A 20 años de la represión ocurrida en San Salvador Atenco, la presidenta de México, Claudia Sheinbaum Pardo, encabezó la restitución de 54.5 hectáreas de tierras, equivalentes a 81 parcelas ejidales, como parte del Plan de Justicia para Atenco y la Montaña, en un acto de reparación histórica y reconocimiento a la lucha del pueblo atenquense.
Desde el Estado de México, la mandataria subrayó que esta acción simboliza un cambio profundo en la relación entre el Estado y las comunidades, al afirmar que donde antes hubo despojo, corrupción y represión, hoy hay restitución de derechos, diálogo y honestidad.
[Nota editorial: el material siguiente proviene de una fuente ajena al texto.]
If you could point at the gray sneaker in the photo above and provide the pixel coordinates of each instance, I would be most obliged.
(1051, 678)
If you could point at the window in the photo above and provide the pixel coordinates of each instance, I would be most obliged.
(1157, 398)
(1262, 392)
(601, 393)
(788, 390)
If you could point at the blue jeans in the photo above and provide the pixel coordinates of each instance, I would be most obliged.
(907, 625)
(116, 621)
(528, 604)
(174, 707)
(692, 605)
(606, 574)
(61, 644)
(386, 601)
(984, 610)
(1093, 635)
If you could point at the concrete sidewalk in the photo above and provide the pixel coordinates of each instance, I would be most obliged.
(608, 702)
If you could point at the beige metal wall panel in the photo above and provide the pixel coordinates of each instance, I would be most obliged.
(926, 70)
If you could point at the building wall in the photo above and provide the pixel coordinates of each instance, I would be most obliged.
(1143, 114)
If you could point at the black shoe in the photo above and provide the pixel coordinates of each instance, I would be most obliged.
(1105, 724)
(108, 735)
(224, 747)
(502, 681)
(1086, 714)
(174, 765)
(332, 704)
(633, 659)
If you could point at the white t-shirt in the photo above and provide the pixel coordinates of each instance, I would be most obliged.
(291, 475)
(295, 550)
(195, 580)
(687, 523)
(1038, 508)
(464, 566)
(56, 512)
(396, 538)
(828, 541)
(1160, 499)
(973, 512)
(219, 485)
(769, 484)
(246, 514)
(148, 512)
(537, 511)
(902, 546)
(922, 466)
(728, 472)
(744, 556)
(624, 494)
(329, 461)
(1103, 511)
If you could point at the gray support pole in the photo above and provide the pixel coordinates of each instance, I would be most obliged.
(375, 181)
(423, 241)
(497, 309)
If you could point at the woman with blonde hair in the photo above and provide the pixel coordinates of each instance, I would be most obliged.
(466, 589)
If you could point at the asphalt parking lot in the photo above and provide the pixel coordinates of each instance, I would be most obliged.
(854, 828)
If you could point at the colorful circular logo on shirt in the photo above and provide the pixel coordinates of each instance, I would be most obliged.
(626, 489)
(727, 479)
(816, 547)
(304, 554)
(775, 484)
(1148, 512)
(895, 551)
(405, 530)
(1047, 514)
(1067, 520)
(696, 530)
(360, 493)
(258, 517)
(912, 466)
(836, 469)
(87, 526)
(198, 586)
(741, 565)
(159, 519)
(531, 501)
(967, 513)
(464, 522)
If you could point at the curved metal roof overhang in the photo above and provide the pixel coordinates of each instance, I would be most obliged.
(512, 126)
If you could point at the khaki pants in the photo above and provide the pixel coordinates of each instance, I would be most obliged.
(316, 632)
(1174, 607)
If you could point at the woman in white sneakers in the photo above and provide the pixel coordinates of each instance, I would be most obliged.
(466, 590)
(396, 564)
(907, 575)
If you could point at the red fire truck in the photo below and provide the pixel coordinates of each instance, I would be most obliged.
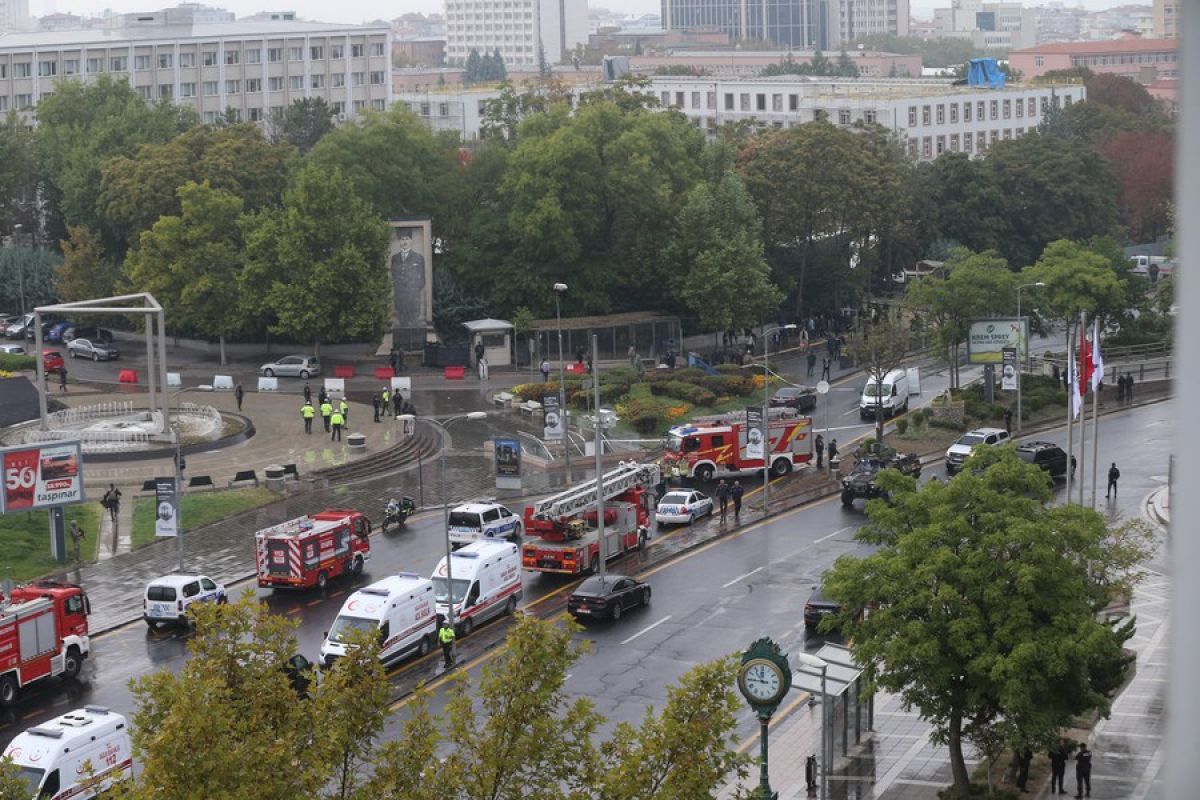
(720, 447)
(43, 632)
(562, 531)
(309, 551)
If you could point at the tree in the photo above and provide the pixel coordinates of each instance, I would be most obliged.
(303, 124)
(317, 266)
(717, 257)
(192, 263)
(981, 602)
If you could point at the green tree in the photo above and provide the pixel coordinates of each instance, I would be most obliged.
(717, 257)
(316, 268)
(303, 124)
(192, 263)
(982, 602)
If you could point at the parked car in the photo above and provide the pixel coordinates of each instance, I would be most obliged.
(292, 366)
(94, 349)
(798, 397)
(607, 596)
(1045, 455)
(683, 506)
(961, 450)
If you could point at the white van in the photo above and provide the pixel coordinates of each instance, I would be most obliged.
(400, 607)
(53, 757)
(486, 578)
(894, 391)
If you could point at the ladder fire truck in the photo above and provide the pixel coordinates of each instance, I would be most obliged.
(562, 533)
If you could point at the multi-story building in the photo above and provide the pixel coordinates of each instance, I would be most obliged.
(246, 68)
(1144, 60)
(526, 32)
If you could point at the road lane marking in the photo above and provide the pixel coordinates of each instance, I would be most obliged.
(647, 629)
(730, 583)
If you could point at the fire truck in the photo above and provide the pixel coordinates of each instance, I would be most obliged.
(720, 447)
(309, 551)
(43, 632)
(562, 531)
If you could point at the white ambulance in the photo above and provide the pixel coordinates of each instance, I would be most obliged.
(400, 608)
(486, 582)
(58, 756)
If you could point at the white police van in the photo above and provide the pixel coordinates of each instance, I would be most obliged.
(483, 519)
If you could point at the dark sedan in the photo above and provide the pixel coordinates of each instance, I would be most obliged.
(607, 596)
(797, 397)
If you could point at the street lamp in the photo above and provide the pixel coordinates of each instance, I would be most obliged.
(559, 288)
(1019, 370)
(766, 405)
(445, 492)
(810, 663)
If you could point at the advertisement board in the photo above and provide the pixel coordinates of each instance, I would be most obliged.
(41, 476)
(987, 340)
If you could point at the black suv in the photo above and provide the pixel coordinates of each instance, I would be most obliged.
(1045, 455)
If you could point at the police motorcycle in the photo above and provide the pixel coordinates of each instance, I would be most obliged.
(396, 513)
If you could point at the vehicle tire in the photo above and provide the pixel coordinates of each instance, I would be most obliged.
(72, 662)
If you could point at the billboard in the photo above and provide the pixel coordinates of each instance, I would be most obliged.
(42, 476)
(987, 340)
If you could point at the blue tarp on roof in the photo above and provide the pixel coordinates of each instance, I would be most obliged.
(985, 72)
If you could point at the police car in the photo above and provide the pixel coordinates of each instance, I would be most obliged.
(683, 506)
(483, 519)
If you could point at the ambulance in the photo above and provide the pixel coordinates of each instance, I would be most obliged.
(485, 582)
(400, 608)
(58, 758)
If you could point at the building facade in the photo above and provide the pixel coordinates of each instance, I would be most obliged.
(525, 31)
(246, 68)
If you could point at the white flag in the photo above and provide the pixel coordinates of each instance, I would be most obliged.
(1097, 360)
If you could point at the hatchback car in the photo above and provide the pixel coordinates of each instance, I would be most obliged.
(292, 366)
(961, 450)
(168, 597)
(94, 349)
(607, 596)
(683, 506)
(797, 397)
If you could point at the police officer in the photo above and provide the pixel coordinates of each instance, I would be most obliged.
(445, 638)
(307, 411)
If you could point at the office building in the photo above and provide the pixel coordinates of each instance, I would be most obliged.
(249, 68)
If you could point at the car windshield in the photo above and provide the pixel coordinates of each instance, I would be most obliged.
(460, 589)
(345, 626)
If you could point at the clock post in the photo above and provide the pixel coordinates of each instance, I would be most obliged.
(765, 679)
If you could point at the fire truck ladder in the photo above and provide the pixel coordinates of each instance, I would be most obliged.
(583, 497)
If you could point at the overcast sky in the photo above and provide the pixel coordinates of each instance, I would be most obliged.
(357, 11)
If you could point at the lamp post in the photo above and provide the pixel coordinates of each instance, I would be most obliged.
(445, 492)
(810, 662)
(1021, 367)
(766, 407)
(559, 288)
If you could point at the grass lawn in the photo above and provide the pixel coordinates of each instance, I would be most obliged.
(199, 509)
(27, 541)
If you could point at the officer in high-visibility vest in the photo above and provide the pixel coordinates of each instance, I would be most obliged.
(445, 638)
(307, 411)
(337, 421)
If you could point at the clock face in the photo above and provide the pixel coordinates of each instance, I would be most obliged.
(762, 680)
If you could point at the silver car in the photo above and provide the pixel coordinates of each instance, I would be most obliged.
(292, 366)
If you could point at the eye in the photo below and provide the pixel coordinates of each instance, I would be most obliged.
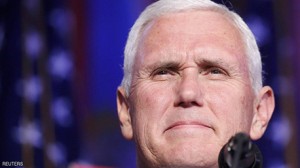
(162, 72)
(216, 71)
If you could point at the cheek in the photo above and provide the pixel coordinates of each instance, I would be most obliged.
(150, 101)
(233, 108)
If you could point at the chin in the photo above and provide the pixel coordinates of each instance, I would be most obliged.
(189, 156)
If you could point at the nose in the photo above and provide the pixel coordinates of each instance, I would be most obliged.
(189, 90)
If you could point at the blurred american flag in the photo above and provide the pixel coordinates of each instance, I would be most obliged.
(36, 73)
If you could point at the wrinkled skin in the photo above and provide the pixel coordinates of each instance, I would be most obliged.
(190, 92)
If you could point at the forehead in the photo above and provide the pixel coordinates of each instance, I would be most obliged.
(188, 33)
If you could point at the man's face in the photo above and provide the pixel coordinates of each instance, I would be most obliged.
(190, 91)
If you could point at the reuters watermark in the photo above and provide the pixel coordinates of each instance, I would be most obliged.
(12, 164)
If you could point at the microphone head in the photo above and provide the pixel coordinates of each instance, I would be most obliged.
(240, 152)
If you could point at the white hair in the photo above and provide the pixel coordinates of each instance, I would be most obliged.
(163, 7)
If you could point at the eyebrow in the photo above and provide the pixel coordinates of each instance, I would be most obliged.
(162, 64)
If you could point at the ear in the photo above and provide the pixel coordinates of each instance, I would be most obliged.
(263, 110)
(123, 113)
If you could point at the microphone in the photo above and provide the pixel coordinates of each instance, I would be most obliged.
(240, 152)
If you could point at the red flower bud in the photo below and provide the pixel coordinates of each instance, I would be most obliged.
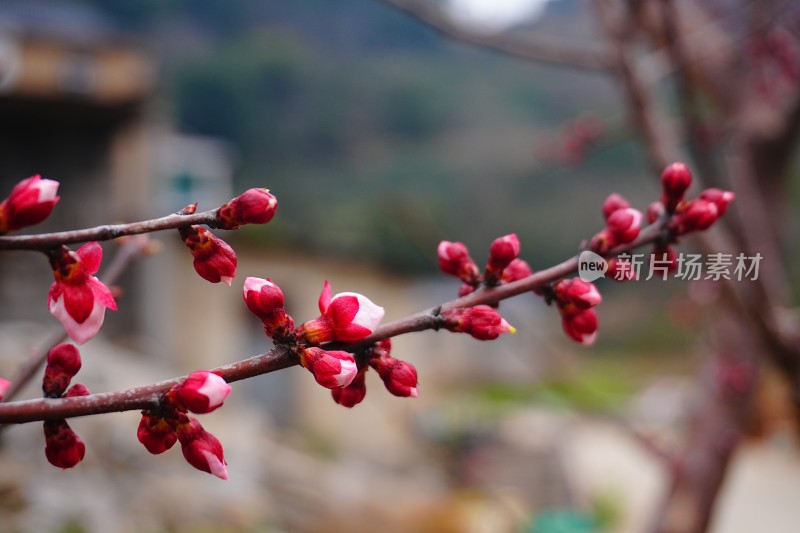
(201, 449)
(4, 385)
(214, 259)
(201, 392)
(254, 206)
(614, 202)
(581, 325)
(603, 242)
(31, 201)
(624, 225)
(77, 298)
(399, 376)
(719, 197)
(454, 259)
(331, 369)
(699, 215)
(481, 321)
(654, 211)
(157, 433)
(346, 317)
(79, 389)
(353, 393)
(620, 270)
(63, 362)
(675, 181)
(63, 447)
(265, 300)
(501, 253)
(575, 291)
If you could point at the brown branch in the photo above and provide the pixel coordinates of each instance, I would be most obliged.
(554, 53)
(46, 241)
(282, 357)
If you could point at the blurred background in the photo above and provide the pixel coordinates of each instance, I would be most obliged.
(380, 137)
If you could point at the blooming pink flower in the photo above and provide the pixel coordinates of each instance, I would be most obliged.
(157, 433)
(31, 201)
(481, 321)
(353, 393)
(254, 206)
(624, 225)
(265, 300)
(63, 447)
(719, 197)
(63, 362)
(675, 181)
(614, 202)
(201, 392)
(454, 259)
(501, 253)
(214, 259)
(77, 298)
(346, 317)
(201, 449)
(4, 385)
(575, 291)
(399, 376)
(331, 369)
(580, 325)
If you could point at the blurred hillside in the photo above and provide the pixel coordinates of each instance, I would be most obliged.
(379, 136)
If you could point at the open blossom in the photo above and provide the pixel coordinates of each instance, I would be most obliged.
(77, 298)
(201, 392)
(31, 201)
(352, 394)
(63, 362)
(63, 447)
(502, 252)
(201, 449)
(156, 432)
(577, 292)
(580, 325)
(214, 259)
(254, 206)
(346, 317)
(454, 259)
(481, 321)
(331, 369)
(265, 300)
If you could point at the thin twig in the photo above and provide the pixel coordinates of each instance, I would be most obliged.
(46, 241)
(282, 357)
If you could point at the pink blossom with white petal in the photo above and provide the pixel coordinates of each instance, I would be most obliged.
(202, 392)
(77, 298)
(346, 317)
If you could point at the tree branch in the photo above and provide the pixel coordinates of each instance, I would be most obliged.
(46, 241)
(282, 357)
Reiteró el compromiso de su gobierno de que “nunca más” las fuerzas de seguridad reprimirán al pueblo de México, y defendió la soberanía nacional como principio irrenunciable.
Sheinbaum destacó que la restitución de tierras no solo representa la devolución material de parcelas, sino también un reconocimiento a la dignidad y resistencia del pueblo de Atenco, tras los hechos del 3 y 4 de mayo de 2006, cuando manifestantes que se oponían a la construcción de un aeropuerto en el Lago de Texcoco fueron reprimidos por fuerzas estatales durante gobiernos neoliberales.
La presidenta contrastó dos visiones de desarrollo: la del antiguo proyecto aeroportuario en Texcoco y la decisión, tomada mediante consulta pública, de construir el Aeropuerto Internacional Felipe Ángeles (AIFA) en Santa Lucía, además de declarar el Lago de Texcoco como Área Natural Protegida, como parte de una política que prioriza la justicia social y ambiental.
Por su parte, la secretaria de Desarrollo Agrario, Territorial y Urbano, Edna Elena Vega Rangel, informó que desde 2018 se han creado 120 núcleos agrarios en el país, se han restituido 60 mil hectáreas, y que en Atenco ya se han devuelto 186 hectáreas en una primera etapa y las 54.5 hectáreas entregadas en esta jornada.
La directora general de Alimentación para el Bienestar, María Luisa Albores González, detalló que el Plan de Justicia ha involucrado a 31 dependencias federales y locales, con acciones como la instalación de mesas temáticas, incorporación de productores a Sembrando Vida, perforación de 14 pozos de agua, atención médica integral a sobrevivientes de la represión, así como la creación de infraestructura educativa y cultural en la región, incluido un plantel de la Universidad para el Bienestar Benito Juárez García.
Con estas acciones, el Gobierno de México refrenda su compromiso con la memoria histórica, la reparación del daño y la justicia social, reconociendo que la paz, el desarrollo y la democracia solo pueden construirse con respeto a los derechos del pueblo.